The third and last occasion involved scanning of data and previous codes. This stage is called selective coding, because a researcher needs to look selectively for cases that illustrate themes and make comparisons and contrasts (Neuman, 2000) after all the data

coding had been done. Selective coding was crucial, as it gave me an opportunity to finalize the organization of themes and to confirm the accuracy of the coding.

These three stages of re-examination and reading transcribed data many times over, for purposes of familiarizing and immersing oneself in the content of data, were important. I believed that, besides familiarization and immersion, multiple readings helped to identify silences and gaps and thus enhanced coherence in a life story. Todorova (2007), in her study of experiences and lives of childless women in Bulgaria, confirms the above arguments, when she states that multiple readings of interview and transcribed scripts help to ‘unglue multiple voices of the said and the unsaid’ (p 232).

When themes had been analyzed, I examined transcribed data again, to write a narrative for each and every participant. Hitchcock and Hughes (1989) identify three modes of presenting a life history. The first one they call a ‘naturalistic’ first person life history, in which the life history is in the words of the participant. The second one is called the

‘thematically edited’ life history, in which the researcher arranges the life history into themes and headings ensuring that words of the participant are retained. This is confirmed by Cohen et al. (2000), when they argue that in this mode of presentation the participants’ words ‘are retained intact’ and are presented by the researcher in themes or headings in ‘a chapter-by-chapter format’ (p 166). They add that in life history a researcher needs to decide early enough how far he or she wants to ‘intrude upon assembled data’ (p 167).

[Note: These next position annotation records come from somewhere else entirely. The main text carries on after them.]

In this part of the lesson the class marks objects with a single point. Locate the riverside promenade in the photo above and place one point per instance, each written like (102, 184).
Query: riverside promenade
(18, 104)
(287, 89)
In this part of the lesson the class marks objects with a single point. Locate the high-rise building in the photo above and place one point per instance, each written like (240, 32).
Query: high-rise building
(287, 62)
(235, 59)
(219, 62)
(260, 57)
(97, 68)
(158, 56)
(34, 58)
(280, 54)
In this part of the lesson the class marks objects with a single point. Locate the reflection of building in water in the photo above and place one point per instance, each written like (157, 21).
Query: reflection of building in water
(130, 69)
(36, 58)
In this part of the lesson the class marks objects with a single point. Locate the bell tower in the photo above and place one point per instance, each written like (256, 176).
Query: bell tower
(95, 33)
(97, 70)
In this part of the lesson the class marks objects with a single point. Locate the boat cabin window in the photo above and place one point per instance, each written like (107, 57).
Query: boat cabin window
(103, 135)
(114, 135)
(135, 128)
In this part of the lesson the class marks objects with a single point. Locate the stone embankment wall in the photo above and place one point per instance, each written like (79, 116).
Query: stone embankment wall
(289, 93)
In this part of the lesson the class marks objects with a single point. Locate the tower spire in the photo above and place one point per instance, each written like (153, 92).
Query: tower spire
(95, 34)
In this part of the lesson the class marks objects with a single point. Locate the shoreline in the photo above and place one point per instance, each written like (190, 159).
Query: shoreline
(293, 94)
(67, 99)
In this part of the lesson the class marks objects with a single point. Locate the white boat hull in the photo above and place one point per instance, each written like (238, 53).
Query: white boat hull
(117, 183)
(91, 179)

In the third mode the feel and authenticity of the participants’ words are retained, but the researcher sifts, distils, edits and interprets these to write a story (Mthiyane, 2007). I oscillated between the second and the third modes of presentation. In writing up this thesis the life stories of the 12 participants were organized into themes and presented in Chapters 6 and 7. I used a combination of extensive accounts of the participants’ words and my own words as the researcher, to ensure that the original authentic meaning of data was preserved.

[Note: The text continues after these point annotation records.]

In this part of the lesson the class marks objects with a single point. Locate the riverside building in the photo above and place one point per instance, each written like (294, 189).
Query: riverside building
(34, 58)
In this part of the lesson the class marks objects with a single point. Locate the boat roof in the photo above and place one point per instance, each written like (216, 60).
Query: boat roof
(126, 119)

4.6.2 Documentary analysis

Bloor and Wood (2006) cite three approaches for analyzing data elicited from documents.

The first approach, called content analysis, describes the characteristics of the document’s content by examining ‘who says what, to whom and with what effect’ (Bloor

& Wood, 2006, p 58). I used some of Huberman’s (1993) themes as a lens to examine reactions and experiences of lecturers to some of the government directives related to reforms and how these have affected their personal and professional lives.

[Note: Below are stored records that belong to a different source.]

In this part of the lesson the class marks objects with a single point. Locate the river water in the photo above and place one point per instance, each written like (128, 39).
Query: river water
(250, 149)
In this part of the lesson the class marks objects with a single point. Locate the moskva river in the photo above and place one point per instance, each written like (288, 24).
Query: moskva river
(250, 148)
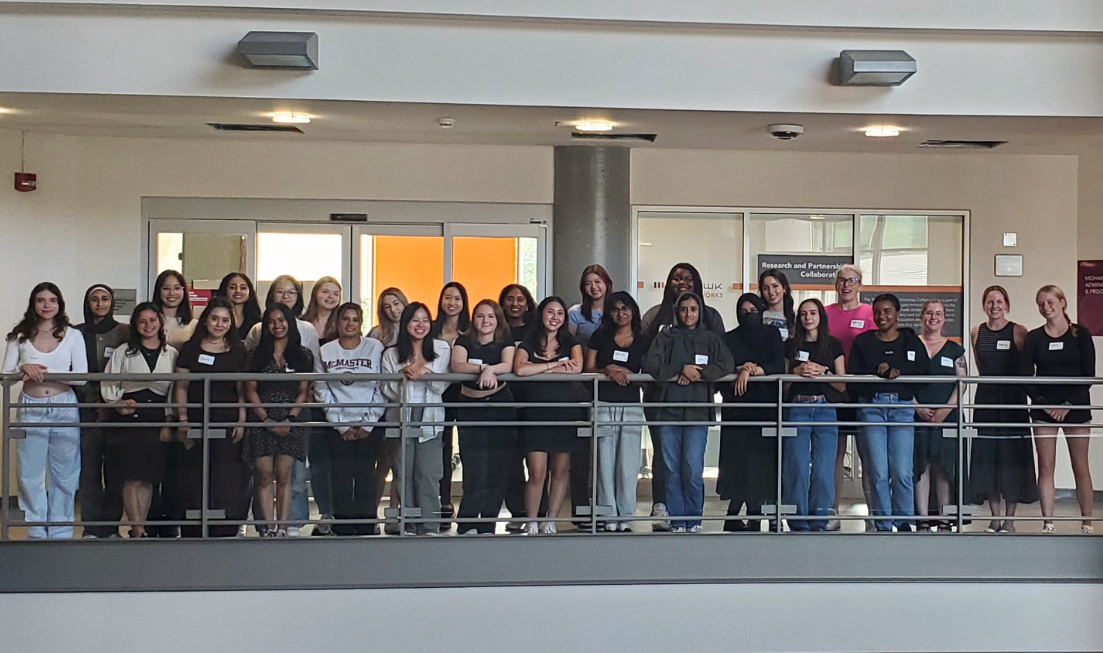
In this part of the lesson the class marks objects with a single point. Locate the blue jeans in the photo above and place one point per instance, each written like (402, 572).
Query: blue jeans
(815, 447)
(890, 441)
(684, 459)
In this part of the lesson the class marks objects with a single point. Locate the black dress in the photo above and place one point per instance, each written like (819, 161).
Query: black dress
(1002, 460)
(931, 443)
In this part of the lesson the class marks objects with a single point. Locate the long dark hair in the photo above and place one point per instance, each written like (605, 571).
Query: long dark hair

The second approach is the interpretive approach to documentary data. This approach explores the meaning within the content. The approach was deemed relevant in this study, because it helped to examine the way meaning was assigned by ‘authors and consumers’ of the document (Bloor & Wood, 2006, p 58).

Thirdly, documentary data was analyzed using the critical approach, which focuses on the relationship between the document and aspects of social structure, that is, class, social control and power. Using Elias’s (1970) concepts of power, function, figurations and habitus, this approach provided a useful framework for examining the role of official documents and how these regulate social order.